Low-E coatings & gas fill reference
Low-E coatings and inert gas fill are the biggest lever on a window U-factor and SHGC. Pick a glazing configuration and read the typical numbers — then confirm the real ones on the NFRC label.
Double pane, low-E + argon has a typical U-factor of about 0.30 and SHGC ~0.27. Adding a low-E coating and argon fill to a plain double pane typically drops U from ~0.48 to ~0.30 — low-E + gas fill are the biggest lever on U-factor and SHGC. The exact numbers are on the NFRC label; these are typical planning values.
Calculator inputs
Two invisible upgrades do most of the energy work in a modern window: a low-emissivity (low-E) coating, a microscopically thin metallic layer that reflects heat back to its source, and an inert gas fill — usually argon, or krypton in the thin gaps of a triple pane — that slows conduction between the panes. Together they can drop a plain double pane from about U 0.48 to U 0.30 while cutting the SHGC. This reference shows the typical U-factor, SHGC and resulting R-value for the common configurations.

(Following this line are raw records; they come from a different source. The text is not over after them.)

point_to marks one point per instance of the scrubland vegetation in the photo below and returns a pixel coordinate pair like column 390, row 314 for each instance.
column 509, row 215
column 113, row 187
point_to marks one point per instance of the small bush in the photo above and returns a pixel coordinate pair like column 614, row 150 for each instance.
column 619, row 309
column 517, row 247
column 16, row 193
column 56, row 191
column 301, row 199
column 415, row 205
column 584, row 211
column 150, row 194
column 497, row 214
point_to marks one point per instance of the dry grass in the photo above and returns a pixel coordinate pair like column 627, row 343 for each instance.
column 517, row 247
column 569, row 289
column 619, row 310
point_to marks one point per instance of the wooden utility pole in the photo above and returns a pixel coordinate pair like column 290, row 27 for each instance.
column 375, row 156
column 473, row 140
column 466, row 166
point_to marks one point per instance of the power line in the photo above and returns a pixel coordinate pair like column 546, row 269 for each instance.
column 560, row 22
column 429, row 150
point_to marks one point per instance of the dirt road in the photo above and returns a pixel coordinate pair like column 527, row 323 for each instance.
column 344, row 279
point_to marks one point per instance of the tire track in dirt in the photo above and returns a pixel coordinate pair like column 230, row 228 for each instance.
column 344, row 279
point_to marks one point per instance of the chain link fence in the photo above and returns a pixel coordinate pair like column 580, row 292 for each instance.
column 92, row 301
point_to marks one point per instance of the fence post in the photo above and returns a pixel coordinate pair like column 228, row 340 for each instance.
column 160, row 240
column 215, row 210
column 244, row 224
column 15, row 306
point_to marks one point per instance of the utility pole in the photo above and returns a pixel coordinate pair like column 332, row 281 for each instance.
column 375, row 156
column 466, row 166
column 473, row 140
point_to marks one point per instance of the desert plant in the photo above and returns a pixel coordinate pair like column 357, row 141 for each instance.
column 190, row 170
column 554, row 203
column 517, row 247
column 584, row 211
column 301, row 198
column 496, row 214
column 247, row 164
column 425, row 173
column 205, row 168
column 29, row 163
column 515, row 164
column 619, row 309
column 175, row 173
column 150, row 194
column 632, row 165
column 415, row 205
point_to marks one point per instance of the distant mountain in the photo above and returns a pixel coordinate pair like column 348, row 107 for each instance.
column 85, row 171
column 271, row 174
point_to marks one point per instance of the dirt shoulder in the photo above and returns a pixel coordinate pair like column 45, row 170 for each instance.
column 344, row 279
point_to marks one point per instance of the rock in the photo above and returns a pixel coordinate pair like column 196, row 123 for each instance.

These are labeled planning typicals; the number that governs your window is the NFRC-rated value on its label, which reflects the exact coating, gap and spacer.
Formula
The whole-window R-value follows from the U-factor by the reciprocal identity:
R = 1 ÷ U
SHGC (solar heat gain coefficient, 0–1) is a separate rated property — the fraction of solar heat that passes through — and low-E coatings are tuned to raise or lower it depending on the climate they target.
Worked example
Compare a plain double pane to the low-E argon upgrade:
- Clear double pane (air): U ~0.48, SHGC ~0.55 → R 2.08
- Double pane, low-E + argon: U ~0.30, SHGC ~0.27 → R 3.33
- Triple pane, low-E + argon/krypton: U ~0.18, SHGC ~0.20 → R 5.56
Adding low-E and argon to the clear double pane cuts the U-factor by more than a third (0.48 → 0.30) and roughly halves the SHGC — a large gain from a coating and a gas fill, with no change to the frame or the glass thickness you see.
Background & practice
Match the coating to the climate. A solar-control (low-SHGC) low-E is right for hot, cooling-dominated Southern homes, where you want to reject solar heat; a passive (higher-SHGC) low-E suits cold Northern homes that benefit from free winter solar gain. Use the SHGC reference to pick a target, and the ENERGY STAR climate-zone checker to test a product against your zone.
What to confirm. The NFRC label carries the real U-factor and SHGC for the exact unit; marketing stickers often quote the best-case center-of-glass number. Argon can leak very slowly over decades, and warm-edge spacers reduce condensation at the glass edge — both are worth asking about.
Common mistake. Buying the lowest U-factor everywhere. In a hot climate the SHGC matters as much as the U-factor, and a passive low-E tuned for the North can overheat a south-facing room in the South.
Reference table
| Configuration | Typical U-factor | Typical SHGC | R (1 ÷ U) |
|---|---|---|---|
| Clear double pane (air) | 0.48 | 0.55 | 2.08 |
| Double pane, low-E + argon | 0.30 | 0.27 | 3.33 |
| Triple pane, low-E + argon/krypton | 0.18 | 0.20 | 5.56 |
Adding a low-E coating and argon to a plain double pane typically drops U from ~0.48 to ~0.30. NFRC label rules.